Bridging the gap between features and semantics...

 

Multimedia content is an essential part of information technology. However, the difficulty in filtering, searching, and summarizing video has so far hindered the effective utilization of video databases. Users want to filter and query video by high-level (semantic) concepts, while automatic algorithms can extract only low-level features (e.g., color, texture, shape, amount of motion). Bridging this gap is thus the most challenging problem in video (multimedia) indexing, summarization, retrieval, and filtering.

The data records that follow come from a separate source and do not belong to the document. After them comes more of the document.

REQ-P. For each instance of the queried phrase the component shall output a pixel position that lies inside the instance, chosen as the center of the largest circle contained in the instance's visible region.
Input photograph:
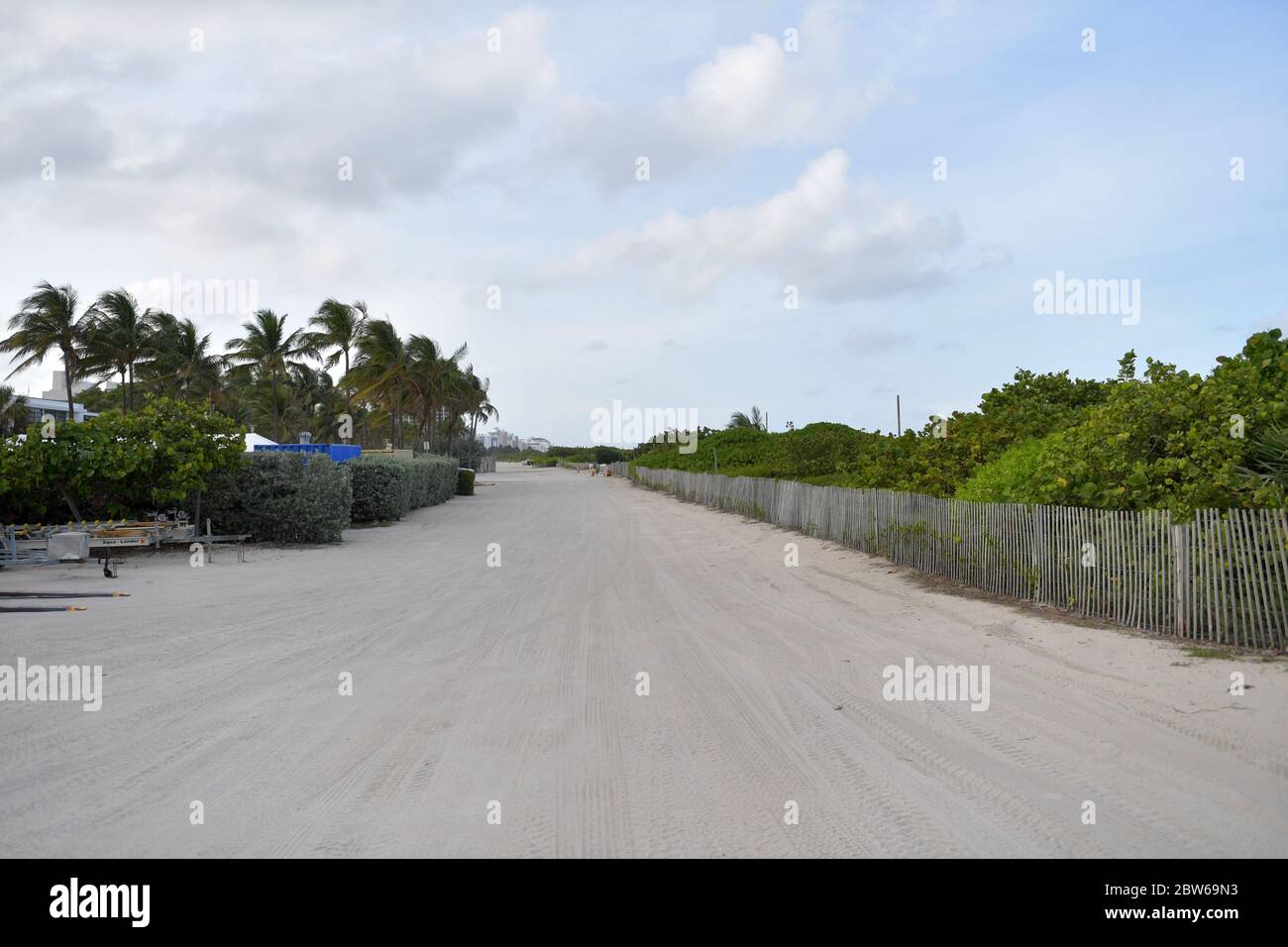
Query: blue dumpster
(338, 453)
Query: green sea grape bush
(116, 466)
(281, 497)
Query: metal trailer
(29, 544)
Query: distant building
(59, 389)
(54, 407)
(503, 440)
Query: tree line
(399, 390)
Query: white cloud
(752, 94)
(825, 235)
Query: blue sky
(767, 167)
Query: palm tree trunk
(281, 421)
(67, 376)
(395, 423)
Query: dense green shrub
(439, 478)
(279, 497)
(465, 482)
(381, 488)
(1172, 440)
(385, 488)
(116, 466)
(1009, 478)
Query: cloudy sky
(910, 167)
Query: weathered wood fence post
(1181, 579)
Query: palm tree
(268, 352)
(339, 328)
(14, 415)
(754, 420)
(381, 369)
(1267, 459)
(429, 375)
(119, 339)
(48, 321)
(184, 364)
(481, 408)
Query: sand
(516, 685)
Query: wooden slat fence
(1220, 579)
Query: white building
(54, 407)
(503, 440)
(59, 389)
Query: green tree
(119, 464)
(48, 321)
(268, 352)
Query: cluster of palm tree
(754, 420)
(403, 392)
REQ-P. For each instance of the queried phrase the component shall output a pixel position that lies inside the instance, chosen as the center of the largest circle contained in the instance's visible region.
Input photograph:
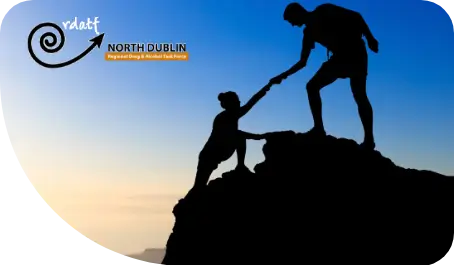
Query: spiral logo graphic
(49, 43)
(48, 40)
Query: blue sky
(142, 124)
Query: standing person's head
(295, 14)
(229, 100)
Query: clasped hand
(278, 79)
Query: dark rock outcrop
(314, 200)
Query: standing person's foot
(316, 131)
(368, 145)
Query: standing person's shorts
(352, 62)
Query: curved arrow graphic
(48, 46)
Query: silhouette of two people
(339, 30)
(225, 137)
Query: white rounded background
(94, 207)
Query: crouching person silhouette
(225, 137)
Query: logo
(48, 41)
(146, 52)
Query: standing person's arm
(254, 99)
(307, 46)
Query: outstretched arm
(248, 135)
(308, 45)
(259, 95)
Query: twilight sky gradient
(111, 146)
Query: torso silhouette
(334, 27)
(224, 136)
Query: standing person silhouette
(339, 30)
(225, 137)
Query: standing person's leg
(241, 152)
(358, 81)
(358, 86)
(326, 75)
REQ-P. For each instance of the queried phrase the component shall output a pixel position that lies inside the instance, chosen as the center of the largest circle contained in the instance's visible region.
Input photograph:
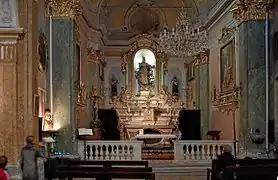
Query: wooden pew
(107, 163)
(103, 170)
(254, 172)
(104, 175)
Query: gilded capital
(251, 9)
(94, 56)
(63, 8)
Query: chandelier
(186, 39)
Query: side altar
(144, 103)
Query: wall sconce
(256, 137)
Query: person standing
(29, 155)
(3, 173)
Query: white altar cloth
(156, 136)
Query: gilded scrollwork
(64, 8)
(251, 9)
(94, 56)
(226, 35)
(201, 58)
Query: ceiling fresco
(126, 18)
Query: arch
(192, 3)
(134, 8)
(144, 41)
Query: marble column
(251, 50)
(201, 63)
(12, 119)
(64, 71)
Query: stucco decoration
(144, 20)
(9, 13)
(124, 18)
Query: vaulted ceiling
(126, 18)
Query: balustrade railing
(199, 150)
(184, 151)
(111, 150)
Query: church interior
(148, 79)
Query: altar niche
(144, 67)
(144, 64)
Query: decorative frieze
(201, 58)
(64, 8)
(246, 10)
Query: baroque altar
(145, 102)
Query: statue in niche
(5, 11)
(228, 82)
(175, 86)
(47, 124)
(114, 86)
(144, 75)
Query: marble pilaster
(64, 79)
(64, 71)
(13, 126)
(251, 51)
(203, 90)
(252, 76)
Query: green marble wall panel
(252, 76)
(197, 84)
(203, 96)
(91, 76)
(64, 78)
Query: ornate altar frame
(143, 41)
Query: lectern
(83, 133)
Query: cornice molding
(218, 12)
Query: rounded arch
(191, 3)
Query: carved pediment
(95, 56)
(227, 34)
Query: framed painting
(227, 66)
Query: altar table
(156, 136)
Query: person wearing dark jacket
(28, 161)
(224, 160)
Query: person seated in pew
(225, 159)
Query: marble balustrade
(204, 150)
(111, 150)
(184, 151)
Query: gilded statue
(144, 75)
(228, 80)
(114, 86)
(47, 124)
(175, 86)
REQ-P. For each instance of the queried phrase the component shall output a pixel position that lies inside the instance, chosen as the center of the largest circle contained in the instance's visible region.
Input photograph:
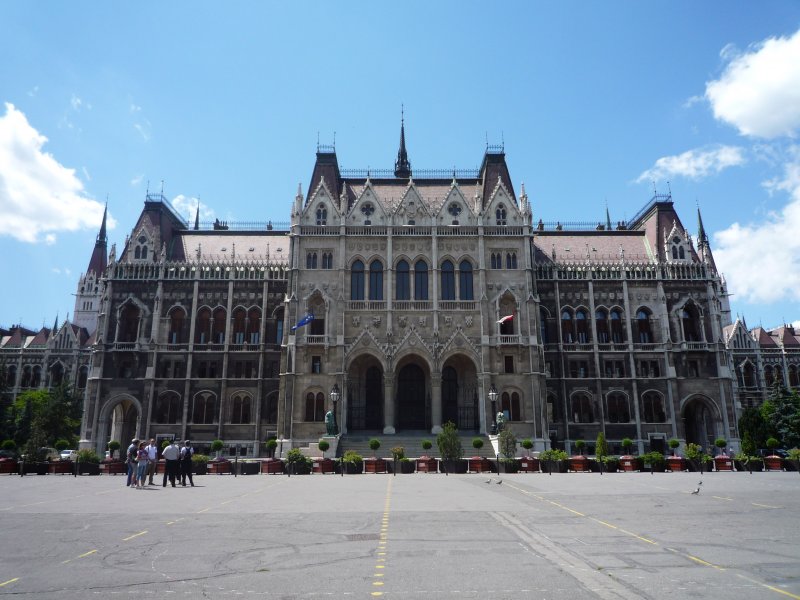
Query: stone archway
(701, 421)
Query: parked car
(69, 454)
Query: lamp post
(493, 401)
(335, 395)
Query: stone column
(436, 403)
(388, 405)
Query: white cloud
(39, 196)
(761, 261)
(187, 207)
(759, 91)
(694, 164)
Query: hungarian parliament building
(398, 301)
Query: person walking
(152, 455)
(130, 461)
(142, 458)
(186, 463)
(171, 455)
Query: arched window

Recent research in the Pervasive Media Management Group involves mapping low-level features to high-level semantics, where the semantics relates to the concepts, context and structure in multimedia content. Our approach for learning semantics is based on the theory of statistical pattern recognition and machine learning. This framework consists of representation of concepts using probabilistic multimedia objects, representation of contextual constraints of such objects using graphical probabilistic models and representation of structure involving these models using Markov-chain based temporal models. This approach leads to the modeling of a finite coverage in semantic space. To extend that to a broader space we explore techniques for rare class classification, interactive learning, and semi-supervised techniques. Apart from reducing supervision the challenge is to maintain acceptable levels of performance. A related research challenge is to expand highly semantic queries to the lexicon that is modeled using feature-vector-based modeling. We have validated several of our techniques using the NIST TREC Video Benchmark.

 

To enable the efficient and scalable modeling of semantic concepts in high-dimensional low-level media feature spaces, we investigate the application of machine learning algorithms that provide us with generic trainable procedures to model the semantic concepts. To this end, we attempt to maximize the information gain by analyzing multiple modalities, actively seeking user feedback, and actively using the semantic context to help improve detection performance, reduce user inputs, and scale to a large number of concepts that are required to cover the semantic space.

 

Once the semantic space spanned by a lexicon of several hundred concepts is constructed using the models for these semantic concepts, further analysis and mining at a semantic level is feasible. We explore this research direction in our SEMANTRIX project funded by the Advanced Research and Development Agency. In this 2 year project phase, we attempt to apply multi-level concept modeling to the task of reconstruction of threads and exploitation of information from multiple video broadcast news sources.

 

Our research in the modeling of semantic concepts is also designed to speed up the process of annotation of several thousand meta-tags. In this context our work on active annotation and efficient video annotation attempts to involve the learning algorithms in the loop during annotation to reduce the amount of time it takes for media annotaters to richly annotate tag the multimedia content in the least amount of time. This is done by using redundancy in the multimedia content and the ability of the learning algorithms to ask intelligent questions to the annotaters that help them concentrate on those items that are difficult to tag automatically.

 

As we increase the dimensionality of the semantic feature space we face challenges of indexing and retrieval in high-dimensions. For alleviating these problems we are investigating techniques such as anchoring to help reduce the cost of complex similarity measurements by approximating them with surrogate measurements using a small and finite number of anchors that stake the high-dimensional semantic spaces.